Did you know that we're almost three years into the Antonio Villaraigosa era in Los Angeles? I know, I know, it seems like longer. With all that has gone on.

This passage of time can only mean one thing. Within not too many months, the mayor will switch hats and become candidate Antonio again.

After all, it looks more and more doubtful that Hillary Clinton will be in a position to invite her campaign co-chair to help form a new administration in Washington.

So the Villaraigosa second-term effort will crank up soon. And this week it became clear that one of the images voters will be asked to embrace is Antonio as champion of the environment.

He took office in 2005 promising to be Mr. Green. He's pushed some initiatives such as planting a million trees and cleaning up the pollution from trucks at the port in San Pedro.

His newest pitch figures to be a bit more controversial with voters.

Villaraigosa wants us all to start using less of the water we import from upstate and the Colorado River. Which sounds like a safe, green, mom-and-apple-pie no-brainer.

But it comes with a huge price tag and actually represents a move to fundamentally shift LA's relationship with water.

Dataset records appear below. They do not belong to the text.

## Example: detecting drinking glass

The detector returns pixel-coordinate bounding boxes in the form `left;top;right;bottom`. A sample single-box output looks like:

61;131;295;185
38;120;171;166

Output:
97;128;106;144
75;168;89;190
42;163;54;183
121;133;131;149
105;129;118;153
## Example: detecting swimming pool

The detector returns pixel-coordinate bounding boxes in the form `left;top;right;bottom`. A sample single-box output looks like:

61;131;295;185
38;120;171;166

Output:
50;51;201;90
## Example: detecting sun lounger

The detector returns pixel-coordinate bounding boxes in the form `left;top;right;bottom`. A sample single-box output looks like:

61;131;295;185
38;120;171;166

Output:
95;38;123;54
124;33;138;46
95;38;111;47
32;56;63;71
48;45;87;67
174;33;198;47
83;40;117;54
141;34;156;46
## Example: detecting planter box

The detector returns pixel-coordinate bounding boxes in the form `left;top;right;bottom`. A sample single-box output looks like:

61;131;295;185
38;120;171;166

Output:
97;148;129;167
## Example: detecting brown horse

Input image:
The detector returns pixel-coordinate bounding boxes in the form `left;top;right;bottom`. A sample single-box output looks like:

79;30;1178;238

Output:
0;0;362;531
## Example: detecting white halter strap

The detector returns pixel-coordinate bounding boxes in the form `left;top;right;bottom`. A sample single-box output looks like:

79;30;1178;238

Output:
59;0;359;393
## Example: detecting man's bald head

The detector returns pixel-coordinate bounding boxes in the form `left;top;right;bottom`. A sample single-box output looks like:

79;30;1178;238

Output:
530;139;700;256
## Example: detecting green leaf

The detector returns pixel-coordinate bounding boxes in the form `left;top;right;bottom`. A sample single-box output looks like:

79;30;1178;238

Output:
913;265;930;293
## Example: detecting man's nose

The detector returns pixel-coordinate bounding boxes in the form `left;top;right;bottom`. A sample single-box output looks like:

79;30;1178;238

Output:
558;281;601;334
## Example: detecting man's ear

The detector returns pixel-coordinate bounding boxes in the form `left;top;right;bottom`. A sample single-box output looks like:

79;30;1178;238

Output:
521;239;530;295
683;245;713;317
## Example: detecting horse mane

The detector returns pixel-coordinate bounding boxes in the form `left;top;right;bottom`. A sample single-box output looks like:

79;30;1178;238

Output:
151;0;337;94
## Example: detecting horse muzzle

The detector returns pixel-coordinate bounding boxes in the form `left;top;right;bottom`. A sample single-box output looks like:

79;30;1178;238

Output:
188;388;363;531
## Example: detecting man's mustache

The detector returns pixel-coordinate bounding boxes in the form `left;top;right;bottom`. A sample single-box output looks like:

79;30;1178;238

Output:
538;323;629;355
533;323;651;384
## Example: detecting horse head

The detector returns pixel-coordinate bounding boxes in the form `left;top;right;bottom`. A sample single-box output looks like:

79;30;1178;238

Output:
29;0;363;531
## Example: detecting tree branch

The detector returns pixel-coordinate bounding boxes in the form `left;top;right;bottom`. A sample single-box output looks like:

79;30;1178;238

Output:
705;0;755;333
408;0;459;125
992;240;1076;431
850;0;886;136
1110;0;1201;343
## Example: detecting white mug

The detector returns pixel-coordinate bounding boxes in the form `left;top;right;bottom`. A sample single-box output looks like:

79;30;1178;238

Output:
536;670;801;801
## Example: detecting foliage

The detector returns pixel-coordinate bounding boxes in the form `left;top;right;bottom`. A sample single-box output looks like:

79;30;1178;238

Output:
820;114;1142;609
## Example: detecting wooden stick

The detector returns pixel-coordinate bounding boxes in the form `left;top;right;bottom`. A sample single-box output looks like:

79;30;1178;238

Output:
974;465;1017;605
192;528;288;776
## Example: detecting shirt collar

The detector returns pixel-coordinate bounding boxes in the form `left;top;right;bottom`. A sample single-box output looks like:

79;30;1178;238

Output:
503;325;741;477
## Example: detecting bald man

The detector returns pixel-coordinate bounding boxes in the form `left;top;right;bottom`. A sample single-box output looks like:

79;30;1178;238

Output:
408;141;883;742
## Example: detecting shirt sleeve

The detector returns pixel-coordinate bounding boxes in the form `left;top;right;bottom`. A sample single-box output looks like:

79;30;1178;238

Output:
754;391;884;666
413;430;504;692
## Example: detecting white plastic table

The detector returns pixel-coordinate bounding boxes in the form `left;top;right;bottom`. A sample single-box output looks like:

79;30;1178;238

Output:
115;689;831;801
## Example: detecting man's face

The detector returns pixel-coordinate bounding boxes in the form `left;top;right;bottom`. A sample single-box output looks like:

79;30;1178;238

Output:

The mayor wants us to assume a permanent drought mentality -- by increasing the fines for wasting water on driveways and lawns, hiring water police to enforce the rules, and forever barring restaurants from serving glasses of water unless requested.

He also would spend more than a billion dollars to build up the Department of Water and Power. And, for the first time, to get serious about collecting rainfall here and using it to replenish underground aquifers.

Now here's the controversial part. A lot of that money would go toward re-piping the city so that the water extracted from sewage at treatment plants would be reused rather than dumped in the ocean.

Some of the recycled water would irrigate parks and golf courses.

But Villaraigosa and the environmentalist who now runs the DWP, David Nahai, say it's also time for Los Angeles to drink recycled sewage water.

It's the only way, they say, that LA can provide water for a growing population, with the city's other sources drying up.

Treating and reusing sewage effluent is done in lots of places, they point out, including in Orange County.

But the last time Los Angeles toyed with the idea, public opinion killed it.

Everything was in place about a decade ago to start using treated effluent. Some would have been pumped down in the aquifers below the San Fernando Valley to mix with groundwater -- and to eventually be drawn back up.

In the tabloidese of headlines, it became “toilet to tap.” Karl Rove couldn't have come up with a more devastating slogan.

The issue became a pawn in the Valley secession movement. The Daily News, secession's unofficial campaign manager, whipped up sentiment by emphasizing that the suburbs would get the bad stuff while the Westside would get the good stuff.

Jim Hahn, the mayor at the time, killed the plan to help defeat secession.

Now recycling is back – but I think “toilet to tap” was used in every news story that ran this week. So it's going to be a tough sell.

An argument the mayor uses is that LA's water supply already includes treated sewage water. It arrives via aqueducts, heavily diluted by passing through the Sacramento-San Joaquin delta in Northern California or by collecting in the giant reservoirs on the Colorado River…behind Hoover and Glen Canyon dams.

The mayor's plan includes $2.3 million – at least – for convincing Angelenos of the need to conserve and to start using the river of treated water we dump in the ocean.

That's a lot of money for PR, but in this case I think he's going to need all the help he can get.

For KCRW, this has been Kevin Roderick with LA Observed.